A set of frequently asked questions is below.
If you can record ETM on your Arm Linux system you should use it. It will generate branch samples that can’t be recorded with samples or SPE and will provide maximum performance gains. If ETM is not available then use SPE. If neither is available then use samples.
You can use ETM AutoFDO which uses trace strobing to record small slices and will output much smaller files compared to ETM. See Using ETM AutoFDO section for more details. Otherwise you can use SPE or Samples. SPE also generates large files.
You should run the executable in the way that it is usually used. If it is run in a different way then BOLT’s optimizations may hurt instead of help.
You can either find an input that covers all possible input cases. If this is not possible there are 2 other solutions.
If you know which inputs go down which path you can record profiles for multiple cases and then create an optimized executable for each case.
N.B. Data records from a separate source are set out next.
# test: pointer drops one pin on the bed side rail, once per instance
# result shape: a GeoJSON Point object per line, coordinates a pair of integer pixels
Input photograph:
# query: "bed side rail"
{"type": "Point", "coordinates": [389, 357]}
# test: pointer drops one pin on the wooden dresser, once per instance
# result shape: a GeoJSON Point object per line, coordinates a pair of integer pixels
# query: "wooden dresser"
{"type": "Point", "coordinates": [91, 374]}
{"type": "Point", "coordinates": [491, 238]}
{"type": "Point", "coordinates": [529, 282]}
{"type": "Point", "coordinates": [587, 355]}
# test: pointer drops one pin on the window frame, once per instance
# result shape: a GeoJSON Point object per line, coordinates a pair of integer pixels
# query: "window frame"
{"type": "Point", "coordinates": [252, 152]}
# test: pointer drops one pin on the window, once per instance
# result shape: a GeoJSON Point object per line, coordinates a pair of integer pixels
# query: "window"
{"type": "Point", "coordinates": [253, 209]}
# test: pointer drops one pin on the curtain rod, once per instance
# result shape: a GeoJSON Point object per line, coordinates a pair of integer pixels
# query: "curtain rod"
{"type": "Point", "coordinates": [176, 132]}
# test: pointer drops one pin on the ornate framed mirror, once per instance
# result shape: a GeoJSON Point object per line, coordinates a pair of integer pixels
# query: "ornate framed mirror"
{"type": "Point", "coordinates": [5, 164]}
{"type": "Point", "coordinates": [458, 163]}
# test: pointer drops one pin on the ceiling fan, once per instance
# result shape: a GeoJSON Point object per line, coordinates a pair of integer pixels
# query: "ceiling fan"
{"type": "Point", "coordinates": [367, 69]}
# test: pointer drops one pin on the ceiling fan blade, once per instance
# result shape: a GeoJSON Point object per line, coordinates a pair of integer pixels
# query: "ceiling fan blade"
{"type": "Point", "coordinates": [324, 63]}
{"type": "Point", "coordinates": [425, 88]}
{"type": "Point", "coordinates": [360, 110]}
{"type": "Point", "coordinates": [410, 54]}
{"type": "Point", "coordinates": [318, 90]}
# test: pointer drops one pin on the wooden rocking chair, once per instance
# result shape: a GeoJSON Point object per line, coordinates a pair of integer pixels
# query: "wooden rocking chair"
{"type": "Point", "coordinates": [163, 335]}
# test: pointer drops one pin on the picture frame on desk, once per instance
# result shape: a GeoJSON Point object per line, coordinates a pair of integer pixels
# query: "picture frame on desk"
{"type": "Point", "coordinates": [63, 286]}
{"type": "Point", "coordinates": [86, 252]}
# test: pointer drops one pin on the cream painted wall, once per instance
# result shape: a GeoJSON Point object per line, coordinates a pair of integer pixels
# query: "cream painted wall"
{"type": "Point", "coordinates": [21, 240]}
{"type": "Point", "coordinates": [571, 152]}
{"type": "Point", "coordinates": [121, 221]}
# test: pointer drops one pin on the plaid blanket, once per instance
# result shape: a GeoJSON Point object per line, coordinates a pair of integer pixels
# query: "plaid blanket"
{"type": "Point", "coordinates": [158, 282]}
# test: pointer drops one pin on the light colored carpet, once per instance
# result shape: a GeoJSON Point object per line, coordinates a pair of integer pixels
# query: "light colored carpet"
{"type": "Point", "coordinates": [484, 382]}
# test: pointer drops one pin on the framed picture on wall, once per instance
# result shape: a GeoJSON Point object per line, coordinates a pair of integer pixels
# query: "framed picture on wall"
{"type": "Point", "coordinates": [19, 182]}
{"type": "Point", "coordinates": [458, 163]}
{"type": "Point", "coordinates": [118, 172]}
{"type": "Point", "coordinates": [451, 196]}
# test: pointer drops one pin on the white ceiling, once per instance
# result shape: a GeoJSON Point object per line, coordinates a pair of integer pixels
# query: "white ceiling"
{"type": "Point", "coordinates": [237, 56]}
Then when you get input you need to pick which executable to run.
Another solution is to collect profiles for a range of inputs, generate a .fdata
file for each one using perf2bolt
and then combine these .fdata
files into one file and that can used to by BOLT.
For example, collect profiles with different inputs:
perf record -e cycles:u -o perf1.data -- ./executable abc
perf record -e cycles:u -o perf2.data -- ./executable def
perf record -e cycles:u -o perf3.data -- ./executable ghi
Convert each case to the .fdata
format:
perf2bolt -p perf1.data -o perf1.fdata -nl ./executable
perf2bolt -p perf2.data -o perf2.fdata -nl ./executable
perf2bolt -p perf3.data -o perf3.fdata -nl ./executable
Combine the .fdata
files into a single file:
merge-fdata *.fdata > combined.fdata
Run BOLT to optimize and create the new executable based on combined.fdata
:
llvm-bolt ./executable -o ./new_executable -data combined.fdata -reorder-blocks=ext-tsp -reorder-functions=hfsort -split-functions -split-all-cold -split-eh -dyno-stats
The easiest way to check is look at the names of the sections in the new executable because BOLT adds a few new sections with bolt in the name.
objdump -h ./new_executable | grep bolt
If you see the .bolt
sections you know this is the new executable:
12 .bolt.org.text 0000243c 0000000000000a80 0000000000000a80 00000a80 2**3
15 .bolt.org.eh_frame_hdr 00000184 00000000000034c8 00000000000034c8 000034c8 2**2
16 .bolt.org.eh_frame 0000056c 0000000000003650 0000000000003650 00003650 2**3
30 .note.bolt_info 000000b0 0000000000000000 0000000000000000 00404bfc 2**0
Check the original executable to see that these sections didn’t exist there before.
objdump -h ./executable | grep bolt
The output should be empty.
You can check if it takes less time to run. This is fine for applications which run for some time, performing some operations and then exit but if it is a service and is just waiting for new input there are other methods check it has been improved.
Use the time
command to see how long each executable took and see if it has reduced.
For example, run both executables:
time ./executable
time ./new_executable
real 1m54.578s
user 1m51.222s
sys 0m2.700s
real 1m30.844s
user 1m26.917s
sys 0m2.853s
The new_executable
ran for 23.8 seconds less.
Perf stat can be used to measure time and record event counters.
For example, run both executables:
perf stat -e task-clock,instructions,cycles,l1i_cache_refill,branch-misses -- ./executable
perf stat -e task-clock,instructions,cycles,l1i_cache_refill,branch-misses -- ./new_executable
Performance counter stats for './executable':
113326.10 msec task-clock # 0.994 CPUs utilized
617222198064 instructions # 2.09 insn per cycle
294642055705 cycles # 2.600 GHz
9510653199 l1i_cache_refill # 83.923 M/sec
852678168 branch-misses
114.041719245 seconds time elapsed
110.326924000 seconds user
2.998557000 seconds sys
Performance counter stats for './new_executable':
89683.53 msec task-clock # 0.989 CPUs utilized
611936207251 instructions # 2.62 insn per cycle
233172220555 cycles # 2.600 GHz
2335713484 l1i_cache_refill # 26.044 M/sec
473958601 branch-misses
90.675836385 seconds time elapsed
These results also show how long each executable took to complete. BOLT rearranges the code in the executable into hot spots and that should reduce the number of instruction cache misses (l1i_cache_refill) and branch misses.